Plasmodium falciparum, an obligate intracellular parasite and causative agent
of malaria, exhibits an atypical metabolic organization of proteins which are diverged
extensively from their homologues in other organisms. This divergence makes
homology-based on structural and functional annotation of the proteins difficult. With
an emphasis on determinant aspects such as domain duplication, divergence and domain
splitting, we provide a comprehensive basis to understand the significance of sequence
divergence observed in metabolic proteins of P. falciparum. Such a pronounced
sequence divergence in proteins renders the homology-based annotation transfer nontrivial.
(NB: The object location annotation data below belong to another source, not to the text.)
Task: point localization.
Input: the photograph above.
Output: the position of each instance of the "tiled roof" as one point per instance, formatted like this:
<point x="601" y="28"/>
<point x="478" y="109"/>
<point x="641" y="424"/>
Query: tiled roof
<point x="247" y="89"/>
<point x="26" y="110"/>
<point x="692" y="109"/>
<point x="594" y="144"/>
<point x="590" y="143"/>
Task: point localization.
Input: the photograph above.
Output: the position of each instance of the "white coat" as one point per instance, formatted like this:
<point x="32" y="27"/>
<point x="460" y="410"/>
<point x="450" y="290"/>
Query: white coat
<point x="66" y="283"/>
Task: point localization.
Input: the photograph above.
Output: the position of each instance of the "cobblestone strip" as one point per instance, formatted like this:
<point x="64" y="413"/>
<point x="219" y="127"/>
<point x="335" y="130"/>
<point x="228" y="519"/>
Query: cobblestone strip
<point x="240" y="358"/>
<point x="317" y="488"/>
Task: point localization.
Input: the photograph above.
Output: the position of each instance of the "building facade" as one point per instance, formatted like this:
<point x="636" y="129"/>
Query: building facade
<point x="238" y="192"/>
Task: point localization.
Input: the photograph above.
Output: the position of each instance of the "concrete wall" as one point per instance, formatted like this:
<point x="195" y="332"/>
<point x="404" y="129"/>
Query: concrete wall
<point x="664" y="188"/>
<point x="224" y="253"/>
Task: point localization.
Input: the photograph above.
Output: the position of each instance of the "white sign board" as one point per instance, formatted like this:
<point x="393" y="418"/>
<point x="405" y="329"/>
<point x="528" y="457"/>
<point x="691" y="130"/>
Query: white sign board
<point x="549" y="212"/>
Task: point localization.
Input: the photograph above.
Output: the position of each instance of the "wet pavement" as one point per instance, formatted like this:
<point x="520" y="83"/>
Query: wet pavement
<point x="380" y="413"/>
Additionally the unavailability of function annotation for about 40% of the
parasitic proteome poses a limitation to understand the physiological basis of metabolic
flexibility exhibited by the parasite to facilitate its multi-host survival. Thus, detection
and exploration of remotely related homologues with the help of highly sensitive
sequence search techniques become indispensable. Employment of a combination of
highly sensitive profile-based approaches has enabled enhanced structural and
functional characterization of metabolic proteins along with identification of proteins
potentially involved in metabolic pathways. An enriched function annotation of the
parasitic protein repertoire not only facilitates recognition of putative pathway proteins
but also paves way for prioritizing targets for chemotherapeutic interventions.
Keywords: Metabolic enzymes, metabolic pathways, Plasmodium falciparum,
protein evolution, remote homology detection.